Friday, January 8, 2021 - 11:00 to 13:00
SCHOOL OF COMPUTER SCIENCE
The School of Computer Science is pleased to present…
MSc Thesis Defense by: Jayanth Prakash Kulkarni
Date: Friday January 8th, 2021
Time: 11:00 am – 1:00 pm
Zoom URL: https://zoom.us/j/91852146902?
Passcode: If interested in attending the event, contact the Graduate Secretary at email@example.com for the passcode.
Automated terminology extraction is a crucial task in natural language processing and ontology construction. Termhood can be inferred using linguistic and statistic techniques. This thesis focuses on the statistic methods. Inspired by feature selection techniques in documents classification, we experiment with a variety of metrics including PMI (point-wise mutual information), MI (mutual information), and Chi-square. We find that PMI is in favor of identifying top keywords in a domain, but MI can recognize more keywords overall. Based on this observation, we propose a hybrid approach, called HMI, that combines the best of PMI and MI. HMI outperforms both PMI and MI. The result is verified by comparing overlapping between the extracted keywords and the author-identified keywords in arXiv data. When the corpora are computer science and physics papers, the top-100 hit rate can reach 0.96 for HMI.
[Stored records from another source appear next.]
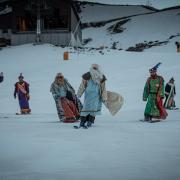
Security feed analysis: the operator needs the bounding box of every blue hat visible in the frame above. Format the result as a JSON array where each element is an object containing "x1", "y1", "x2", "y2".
[{"x1": 149, "y1": 62, "x2": 162, "y2": 73}]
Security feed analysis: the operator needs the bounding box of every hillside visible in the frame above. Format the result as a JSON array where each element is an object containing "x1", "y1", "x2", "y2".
[
  {"x1": 74, "y1": 2, "x2": 180, "y2": 52},
  {"x1": 0, "y1": 44, "x2": 180, "y2": 180}
]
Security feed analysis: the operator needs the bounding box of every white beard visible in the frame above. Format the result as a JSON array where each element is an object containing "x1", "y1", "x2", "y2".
[{"x1": 90, "y1": 67, "x2": 103, "y2": 84}]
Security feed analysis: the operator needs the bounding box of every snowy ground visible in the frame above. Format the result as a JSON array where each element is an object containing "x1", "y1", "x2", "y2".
[{"x1": 0, "y1": 44, "x2": 180, "y2": 180}]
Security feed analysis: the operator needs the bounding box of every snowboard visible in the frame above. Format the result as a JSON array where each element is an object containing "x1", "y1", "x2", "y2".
[{"x1": 105, "y1": 91, "x2": 124, "y2": 116}]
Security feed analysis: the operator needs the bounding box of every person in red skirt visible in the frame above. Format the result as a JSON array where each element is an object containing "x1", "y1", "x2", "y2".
[
  {"x1": 14, "y1": 73, "x2": 31, "y2": 114},
  {"x1": 50, "y1": 73, "x2": 82, "y2": 123}
]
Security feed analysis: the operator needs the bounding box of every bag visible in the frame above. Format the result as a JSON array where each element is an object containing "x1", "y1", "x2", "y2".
[
  {"x1": 66, "y1": 90, "x2": 74, "y2": 101},
  {"x1": 105, "y1": 91, "x2": 124, "y2": 116}
]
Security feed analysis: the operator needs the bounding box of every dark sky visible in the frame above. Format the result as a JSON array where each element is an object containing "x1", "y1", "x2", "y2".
[{"x1": 82, "y1": 0, "x2": 180, "y2": 9}]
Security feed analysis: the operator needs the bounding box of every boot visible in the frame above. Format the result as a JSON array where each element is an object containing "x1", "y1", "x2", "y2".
[
  {"x1": 87, "y1": 115, "x2": 95, "y2": 127},
  {"x1": 80, "y1": 116, "x2": 86, "y2": 128}
]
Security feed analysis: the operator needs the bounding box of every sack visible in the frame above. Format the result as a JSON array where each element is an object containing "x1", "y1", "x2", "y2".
[
  {"x1": 105, "y1": 91, "x2": 124, "y2": 116},
  {"x1": 66, "y1": 90, "x2": 74, "y2": 101}
]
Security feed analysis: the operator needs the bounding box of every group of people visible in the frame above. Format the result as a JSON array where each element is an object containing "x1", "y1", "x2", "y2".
[
  {"x1": 143, "y1": 63, "x2": 176, "y2": 122},
  {"x1": 50, "y1": 64, "x2": 107, "y2": 128},
  {"x1": 0, "y1": 63, "x2": 176, "y2": 128}
]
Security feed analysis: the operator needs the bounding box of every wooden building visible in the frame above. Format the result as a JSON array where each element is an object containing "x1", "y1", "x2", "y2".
[{"x1": 0, "y1": 0, "x2": 82, "y2": 46}]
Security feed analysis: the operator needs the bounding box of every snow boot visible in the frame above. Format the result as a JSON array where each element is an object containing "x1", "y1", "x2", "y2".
[
  {"x1": 87, "y1": 115, "x2": 95, "y2": 127},
  {"x1": 79, "y1": 116, "x2": 87, "y2": 128}
]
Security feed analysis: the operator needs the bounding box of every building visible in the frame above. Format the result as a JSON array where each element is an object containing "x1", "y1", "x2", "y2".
[{"x1": 0, "y1": 0, "x2": 82, "y2": 46}]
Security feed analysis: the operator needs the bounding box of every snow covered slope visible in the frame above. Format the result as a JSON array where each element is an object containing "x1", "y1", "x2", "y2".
[
  {"x1": 76, "y1": 2, "x2": 155, "y2": 23},
  {"x1": 75, "y1": 3, "x2": 180, "y2": 52},
  {"x1": 0, "y1": 44, "x2": 180, "y2": 180}
]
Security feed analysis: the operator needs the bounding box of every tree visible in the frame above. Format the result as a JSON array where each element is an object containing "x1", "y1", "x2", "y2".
[{"x1": 26, "y1": 0, "x2": 51, "y2": 43}]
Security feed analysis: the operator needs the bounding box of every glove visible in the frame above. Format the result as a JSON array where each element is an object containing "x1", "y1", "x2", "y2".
[
  {"x1": 76, "y1": 94, "x2": 81, "y2": 99},
  {"x1": 143, "y1": 98, "x2": 147, "y2": 101},
  {"x1": 103, "y1": 101, "x2": 108, "y2": 107},
  {"x1": 26, "y1": 94, "x2": 30, "y2": 101}
]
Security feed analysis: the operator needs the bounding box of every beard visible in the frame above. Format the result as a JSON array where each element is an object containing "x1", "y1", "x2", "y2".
[{"x1": 90, "y1": 67, "x2": 103, "y2": 84}]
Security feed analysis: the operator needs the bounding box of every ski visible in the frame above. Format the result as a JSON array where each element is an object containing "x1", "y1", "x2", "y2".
[
  {"x1": 73, "y1": 126, "x2": 88, "y2": 129},
  {"x1": 15, "y1": 113, "x2": 31, "y2": 115},
  {"x1": 139, "y1": 119, "x2": 161, "y2": 123}
]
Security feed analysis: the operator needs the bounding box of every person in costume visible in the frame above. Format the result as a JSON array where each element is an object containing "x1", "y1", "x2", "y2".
[
  {"x1": 77, "y1": 64, "x2": 107, "y2": 128},
  {"x1": 14, "y1": 73, "x2": 31, "y2": 114},
  {"x1": 143, "y1": 63, "x2": 167, "y2": 122},
  {"x1": 164, "y1": 77, "x2": 176, "y2": 109},
  {"x1": 0, "y1": 72, "x2": 4, "y2": 83},
  {"x1": 50, "y1": 73, "x2": 82, "y2": 123}
]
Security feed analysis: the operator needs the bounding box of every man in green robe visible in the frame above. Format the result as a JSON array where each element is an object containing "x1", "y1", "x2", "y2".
[{"x1": 143, "y1": 63, "x2": 167, "y2": 122}]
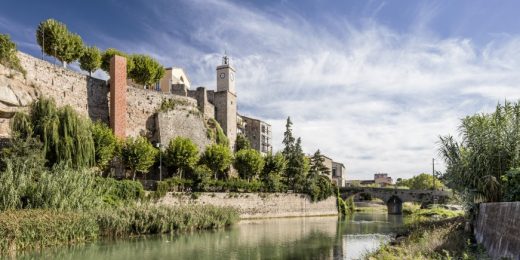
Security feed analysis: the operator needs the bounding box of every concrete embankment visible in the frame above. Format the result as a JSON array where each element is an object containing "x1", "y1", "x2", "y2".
[
  {"x1": 157, "y1": 192, "x2": 338, "y2": 219},
  {"x1": 474, "y1": 202, "x2": 520, "y2": 259}
]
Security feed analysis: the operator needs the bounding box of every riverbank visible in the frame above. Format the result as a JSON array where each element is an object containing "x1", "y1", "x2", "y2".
[
  {"x1": 157, "y1": 192, "x2": 338, "y2": 219},
  {"x1": 0, "y1": 205, "x2": 238, "y2": 255}
]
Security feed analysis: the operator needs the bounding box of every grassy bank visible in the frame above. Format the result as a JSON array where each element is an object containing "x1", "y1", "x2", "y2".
[
  {"x1": 0, "y1": 205, "x2": 238, "y2": 254},
  {"x1": 366, "y1": 216, "x2": 487, "y2": 259}
]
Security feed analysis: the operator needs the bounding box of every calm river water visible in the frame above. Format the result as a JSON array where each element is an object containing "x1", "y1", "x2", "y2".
[{"x1": 17, "y1": 213, "x2": 403, "y2": 260}]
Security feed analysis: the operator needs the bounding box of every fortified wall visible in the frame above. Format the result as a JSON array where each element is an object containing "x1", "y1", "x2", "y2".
[
  {"x1": 474, "y1": 202, "x2": 520, "y2": 259},
  {"x1": 0, "y1": 52, "x2": 211, "y2": 149},
  {"x1": 157, "y1": 192, "x2": 338, "y2": 219}
]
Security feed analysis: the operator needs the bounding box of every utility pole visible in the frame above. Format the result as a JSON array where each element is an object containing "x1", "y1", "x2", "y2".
[{"x1": 432, "y1": 158, "x2": 435, "y2": 190}]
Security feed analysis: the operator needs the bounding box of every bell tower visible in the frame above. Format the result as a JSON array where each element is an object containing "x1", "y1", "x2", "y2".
[
  {"x1": 217, "y1": 55, "x2": 236, "y2": 94},
  {"x1": 214, "y1": 55, "x2": 237, "y2": 150}
]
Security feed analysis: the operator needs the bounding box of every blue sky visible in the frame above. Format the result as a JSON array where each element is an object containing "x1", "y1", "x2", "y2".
[{"x1": 0, "y1": 0, "x2": 520, "y2": 179}]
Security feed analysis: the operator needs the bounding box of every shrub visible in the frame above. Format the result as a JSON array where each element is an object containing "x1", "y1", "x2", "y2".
[
  {"x1": 79, "y1": 46, "x2": 101, "y2": 76},
  {"x1": 233, "y1": 149, "x2": 264, "y2": 180},
  {"x1": 100, "y1": 48, "x2": 134, "y2": 74},
  {"x1": 91, "y1": 122, "x2": 118, "y2": 171},
  {"x1": 0, "y1": 210, "x2": 99, "y2": 254},
  {"x1": 36, "y1": 19, "x2": 84, "y2": 67},
  {"x1": 128, "y1": 54, "x2": 164, "y2": 86},
  {"x1": 163, "y1": 136, "x2": 199, "y2": 178},
  {"x1": 199, "y1": 144, "x2": 233, "y2": 179},
  {"x1": 0, "y1": 34, "x2": 27, "y2": 76},
  {"x1": 121, "y1": 136, "x2": 158, "y2": 180}
]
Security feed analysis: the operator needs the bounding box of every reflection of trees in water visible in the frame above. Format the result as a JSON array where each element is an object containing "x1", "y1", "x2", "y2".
[{"x1": 20, "y1": 214, "x2": 402, "y2": 260}]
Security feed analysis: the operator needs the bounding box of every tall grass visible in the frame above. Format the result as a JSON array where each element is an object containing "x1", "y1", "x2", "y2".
[
  {"x1": 0, "y1": 210, "x2": 99, "y2": 253},
  {"x1": 94, "y1": 205, "x2": 239, "y2": 237}
]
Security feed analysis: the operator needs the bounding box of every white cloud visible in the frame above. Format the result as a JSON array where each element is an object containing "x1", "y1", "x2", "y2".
[{"x1": 44, "y1": 0, "x2": 520, "y2": 178}]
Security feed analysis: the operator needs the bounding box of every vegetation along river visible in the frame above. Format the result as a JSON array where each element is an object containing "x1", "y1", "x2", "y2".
[{"x1": 17, "y1": 213, "x2": 403, "y2": 260}]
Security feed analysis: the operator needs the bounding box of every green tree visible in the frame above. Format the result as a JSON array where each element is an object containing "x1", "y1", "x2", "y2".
[
  {"x1": 235, "y1": 134, "x2": 251, "y2": 152},
  {"x1": 233, "y1": 149, "x2": 264, "y2": 181},
  {"x1": 100, "y1": 48, "x2": 134, "y2": 74},
  {"x1": 79, "y1": 46, "x2": 101, "y2": 76},
  {"x1": 309, "y1": 149, "x2": 330, "y2": 175},
  {"x1": 12, "y1": 98, "x2": 95, "y2": 168},
  {"x1": 91, "y1": 122, "x2": 118, "y2": 169},
  {"x1": 439, "y1": 102, "x2": 520, "y2": 203},
  {"x1": 395, "y1": 173, "x2": 444, "y2": 190},
  {"x1": 261, "y1": 152, "x2": 287, "y2": 192},
  {"x1": 199, "y1": 144, "x2": 233, "y2": 179},
  {"x1": 0, "y1": 34, "x2": 26, "y2": 75},
  {"x1": 36, "y1": 19, "x2": 84, "y2": 67},
  {"x1": 163, "y1": 136, "x2": 199, "y2": 178},
  {"x1": 121, "y1": 136, "x2": 158, "y2": 180},
  {"x1": 129, "y1": 54, "x2": 164, "y2": 86}
]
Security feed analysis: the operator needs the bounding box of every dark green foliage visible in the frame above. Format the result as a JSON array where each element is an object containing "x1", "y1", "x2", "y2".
[
  {"x1": 100, "y1": 48, "x2": 134, "y2": 74},
  {"x1": 235, "y1": 134, "x2": 251, "y2": 152},
  {"x1": 163, "y1": 136, "x2": 199, "y2": 177},
  {"x1": 233, "y1": 149, "x2": 264, "y2": 180},
  {"x1": 12, "y1": 98, "x2": 95, "y2": 169},
  {"x1": 91, "y1": 122, "x2": 118, "y2": 169},
  {"x1": 199, "y1": 144, "x2": 233, "y2": 179},
  {"x1": 96, "y1": 205, "x2": 239, "y2": 237},
  {"x1": 0, "y1": 34, "x2": 26, "y2": 76},
  {"x1": 501, "y1": 168, "x2": 520, "y2": 201},
  {"x1": 0, "y1": 210, "x2": 99, "y2": 255},
  {"x1": 309, "y1": 150, "x2": 330, "y2": 175},
  {"x1": 261, "y1": 152, "x2": 287, "y2": 192},
  {"x1": 128, "y1": 54, "x2": 164, "y2": 86},
  {"x1": 395, "y1": 173, "x2": 444, "y2": 190},
  {"x1": 121, "y1": 136, "x2": 158, "y2": 180},
  {"x1": 208, "y1": 118, "x2": 229, "y2": 146},
  {"x1": 96, "y1": 177, "x2": 145, "y2": 206},
  {"x1": 439, "y1": 102, "x2": 520, "y2": 203},
  {"x1": 36, "y1": 19, "x2": 84, "y2": 66},
  {"x1": 79, "y1": 46, "x2": 101, "y2": 76}
]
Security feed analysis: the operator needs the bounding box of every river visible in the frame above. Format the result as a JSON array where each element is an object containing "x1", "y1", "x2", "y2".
[{"x1": 17, "y1": 213, "x2": 403, "y2": 260}]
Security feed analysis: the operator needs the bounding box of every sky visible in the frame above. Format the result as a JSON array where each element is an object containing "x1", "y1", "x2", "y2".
[{"x1": 0, "y1": 0, "x2": 520, "y2": 179}]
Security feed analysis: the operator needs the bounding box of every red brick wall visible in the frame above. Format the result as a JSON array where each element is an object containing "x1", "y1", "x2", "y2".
[{"x1": 110, "y1": 55, "x2": 127, "y2": 138}]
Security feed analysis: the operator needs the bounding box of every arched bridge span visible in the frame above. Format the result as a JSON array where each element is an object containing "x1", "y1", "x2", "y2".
[{"x1": 339, "y1": 187, "x2": 451, "y2": 214}]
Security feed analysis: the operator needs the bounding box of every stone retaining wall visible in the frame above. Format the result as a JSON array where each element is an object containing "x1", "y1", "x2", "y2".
[
  {"x1": 158, "y1": 192, "x2": 338, "y2": 219},
  {"x1": 474, "y1": 202, "x2": 520, "y2": 259}
]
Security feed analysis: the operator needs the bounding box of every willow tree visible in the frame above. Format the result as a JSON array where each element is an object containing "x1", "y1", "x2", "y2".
[
  {"x1": 12, "y1": 98, "x2": 95, "y2": 168},
  {"x1": 439, "y1": 102, "x2": 520, "y2": 202}
]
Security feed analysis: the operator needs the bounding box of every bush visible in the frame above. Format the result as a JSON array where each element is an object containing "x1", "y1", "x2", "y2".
[
  {"x1": 0, "y1": 210, "x2": 99, "y2": 254},
  {"x1": 128, "y1": 54, "x2": 164, "y2": 86},
  {"x1": 96, "y1": 205, "x2": 239, "y2": 237},
  {"x1": 121, "y1": 136, "x2": 158, "y2": 180},
  {"x1": 36, "y1": 19, "x2": 84, "y2": 67},
  {"x1": 233, "y1": 149, "x2": 264, "y2": 180},
  {"x1": 199, "y1": 144, "x2": 233, "y2": 179},
  {"x1": 0, "y1": 34, "x2": 27, "y2": 76},
  {"x1": 163, "y1": 136, "x2": 199, "y2": 178},
  {"x1": 79, "y1": 46, "x2": 101, "y2": 76}
]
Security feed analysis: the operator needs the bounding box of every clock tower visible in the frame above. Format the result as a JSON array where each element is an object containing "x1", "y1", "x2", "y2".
[{"x1": 217, "y1": 56, "x2": 236, "y2": 94}]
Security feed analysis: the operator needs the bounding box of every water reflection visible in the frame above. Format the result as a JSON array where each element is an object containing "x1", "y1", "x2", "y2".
[{"x1": 18, "y1": 213, "x2": 403, "y2": 260}]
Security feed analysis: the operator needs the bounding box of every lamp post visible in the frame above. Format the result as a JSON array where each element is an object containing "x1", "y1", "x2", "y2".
[{"x1": 155, "y1": 143, "x2": 162, "y2": 181}]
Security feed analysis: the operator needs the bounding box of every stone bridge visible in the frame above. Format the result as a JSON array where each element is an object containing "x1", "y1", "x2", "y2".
[{"x1": 339, "y1": 187, "x2": 451, "y2": 214}]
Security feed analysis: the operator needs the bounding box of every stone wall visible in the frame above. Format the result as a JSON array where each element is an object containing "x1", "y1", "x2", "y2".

We also demonstrate that terminologies can improve documents embeddings. In this experiment, we treat machine-identified multi-word terminologies with one word. Then we use the transformed text as input for the document embedding. Compared with the representations learnt from unigrams only, we observe a performance improvement over 5.67% for F1 score in arXiv data on document classification tasks.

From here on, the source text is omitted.